The board of SRF has approved expansion projects worth Rs. 665 crore including setting up of the company's second overseas packaging film plant to manufacture biaxially oriented polypropylene (BOPP) film in South Africa.
Besides the capex proposals, the board approved a second interim dividend of Rs. 7 per share. The company has declared a similar first interim dividend in October last year.
The board also approved buy back of shares of the company up to Rs. 380 per share not exceeding Rs. 90 crore from the open market. The buy back will remain open up to February 25, 2012 or such earlier date as may be determined by the board, the release adds.
Earlier in October 2010, the board had approved a joint venture to set up a biaxially oriented polyethylene terephthalate (BOPET) film plant of 28,500 tonnes annually in Bangladesh.

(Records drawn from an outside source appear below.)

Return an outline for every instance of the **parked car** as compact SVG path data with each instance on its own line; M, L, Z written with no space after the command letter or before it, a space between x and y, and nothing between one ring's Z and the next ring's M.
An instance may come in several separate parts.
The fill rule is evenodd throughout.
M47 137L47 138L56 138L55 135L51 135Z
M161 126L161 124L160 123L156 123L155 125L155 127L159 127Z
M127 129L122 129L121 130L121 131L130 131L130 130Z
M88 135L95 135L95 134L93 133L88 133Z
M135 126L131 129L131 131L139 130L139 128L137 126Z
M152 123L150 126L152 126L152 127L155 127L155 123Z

The new BOPP film plant with an annual capacity of 25,000 tonnes is being set up as a greenfield project at an investment of Rs. 250 crore and is expected to start commercial production in July 2013.
The new unit will also mark SRF's maiden entry into the BOPP space.
Currently, SRF has an annual capacity to manufacture 59,500 tonnes of BOPET films annually through two of its plants in India. The company has also obtained board approval for setting up the company's second HFC-134a plant (a ozone friendly refrigerant) with an annual capacity of 15,000 tonnes at its chemical complex in Dahej. The project is expected to be commissioned at a cost of Rs. 365 crore.
The new HFC plant, which is scheduled to become operational by January 2013, will also be backward integrated to produce 20,000 tonnes of AHF (anhydrous hydrofluoric acid), one of the key raw materials.
To meet the enhanced requirement of power and utilities for the new projects at Dahej site, the company's board approved another project for enhancement of captive power generation capacity to 14 MW at a cost of Rs. 50 crore.